The IMF is also assessing the impact of the continuing conflict in the Middle East on Egypt’s economy and is expected to provide recommendations to support the country’s reform agenda.
The prime minister highlighted a series of measures aimed at boosting investment and economic growth in the coming fiscal year. Beginning July 1, the government will introduce new tax, customs, and real estate incentives designed to attract both domestic and foreign investors.
Madbouly said tax revenues have shown strong growth despite economic pressures. During the first nine months of fiscal year 2025/2026, tax revenues rose 28.7% year-on-year to EGP 1.85 trillion, representing 8.7% of gross domestic product (GDP). Over the first ten months of the fiscal year, revenues increased by 29.3% to EGP 2.21 trillion, equivalent to 10.4% of GDP.
Looking ahead, the government's fiscal year 2026/2027 budget targets a 27.6% increase in general revenues to EGP 4 trillion and economic growth of 5.4%, while continuing efforts to expand private-sector participation in the economy.
Madbouly also underscored plans to increase public spending on key social sectors.
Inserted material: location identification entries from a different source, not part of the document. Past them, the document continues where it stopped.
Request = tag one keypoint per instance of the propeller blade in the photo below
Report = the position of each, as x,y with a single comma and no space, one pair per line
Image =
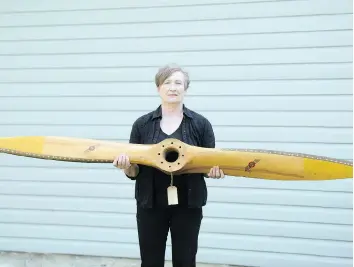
174,156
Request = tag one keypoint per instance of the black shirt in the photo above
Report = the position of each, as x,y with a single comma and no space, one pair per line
162,180
194,130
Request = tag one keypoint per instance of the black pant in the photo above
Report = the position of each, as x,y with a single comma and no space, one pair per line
153,226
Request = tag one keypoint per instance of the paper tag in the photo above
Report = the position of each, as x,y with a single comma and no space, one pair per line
172,195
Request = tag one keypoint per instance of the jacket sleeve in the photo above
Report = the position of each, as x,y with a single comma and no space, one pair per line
208,135
134,139
208,138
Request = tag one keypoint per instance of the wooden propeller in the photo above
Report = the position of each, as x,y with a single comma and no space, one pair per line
174,156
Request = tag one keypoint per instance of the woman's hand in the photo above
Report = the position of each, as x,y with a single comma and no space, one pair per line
216,172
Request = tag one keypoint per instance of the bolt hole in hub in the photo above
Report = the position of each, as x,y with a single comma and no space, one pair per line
171,155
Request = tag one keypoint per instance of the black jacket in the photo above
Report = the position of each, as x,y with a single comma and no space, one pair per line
196,130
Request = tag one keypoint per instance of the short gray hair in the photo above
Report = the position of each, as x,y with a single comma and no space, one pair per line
166,71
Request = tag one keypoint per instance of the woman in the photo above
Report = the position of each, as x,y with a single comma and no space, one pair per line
155,217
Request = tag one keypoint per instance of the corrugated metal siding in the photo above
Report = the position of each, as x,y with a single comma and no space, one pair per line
268,74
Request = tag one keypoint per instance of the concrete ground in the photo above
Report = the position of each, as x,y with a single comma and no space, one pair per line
12,259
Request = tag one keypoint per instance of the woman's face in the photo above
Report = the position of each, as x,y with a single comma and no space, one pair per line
172,90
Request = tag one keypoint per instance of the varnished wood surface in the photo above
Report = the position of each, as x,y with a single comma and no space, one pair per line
260,164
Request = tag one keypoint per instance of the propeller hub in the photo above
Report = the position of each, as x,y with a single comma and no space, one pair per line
171,155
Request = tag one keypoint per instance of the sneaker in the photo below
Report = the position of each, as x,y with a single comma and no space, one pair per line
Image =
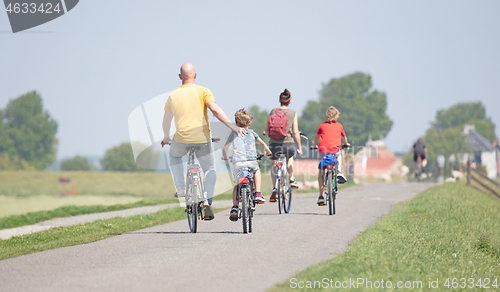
233,216
272,199
294,184
341,178
321,201
259,198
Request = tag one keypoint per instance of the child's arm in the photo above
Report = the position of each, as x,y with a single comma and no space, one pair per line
225,149
315,141
264,146
345,140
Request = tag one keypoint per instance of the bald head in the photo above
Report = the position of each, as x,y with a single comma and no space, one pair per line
187,70
188,74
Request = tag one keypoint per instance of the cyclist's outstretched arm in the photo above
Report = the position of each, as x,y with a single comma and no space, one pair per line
296,134
345,140
221,116
167,121
264,146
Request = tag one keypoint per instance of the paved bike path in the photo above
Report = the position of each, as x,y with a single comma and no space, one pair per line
218,258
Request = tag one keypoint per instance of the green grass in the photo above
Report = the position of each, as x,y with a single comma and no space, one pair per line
67,211
85,233
449,231
35,183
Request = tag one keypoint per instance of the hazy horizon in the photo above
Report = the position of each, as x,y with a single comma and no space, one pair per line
93,67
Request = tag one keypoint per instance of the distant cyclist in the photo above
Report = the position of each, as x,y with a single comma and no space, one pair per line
330,135
188,105
419,149
283,128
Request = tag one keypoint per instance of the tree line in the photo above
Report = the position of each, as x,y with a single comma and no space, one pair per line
28,133
28,141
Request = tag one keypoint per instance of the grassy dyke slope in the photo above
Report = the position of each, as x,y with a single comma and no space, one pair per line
449,231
Funding for healthcare will rise by 30%, including around EGP 47.5bn allocated to support health insurance programmes, while education spending is set to increase by 20%.
The new budget will earmark EGP 90bn for programmes supporting economic activity, including exports, manufacturing, and entrepreneurship. Of that amount, approximately EGP 48bn will be allocated to export subsidy programmes for goods and services.
In addition, the government plans to introduce incentives to encourage the productive use of vacant land and unoccupied real estate units. New measures will also promote the installation of solar energy systems by households and factories, supporting Egypt’s transition toward renewable energy and diversifying electricity sources.
The measures form part of the government's broader strategy to strengthen economic resilience, stimulate investment, and sustain growth as Egypt continues implementing reforms under its IMF-backed programme.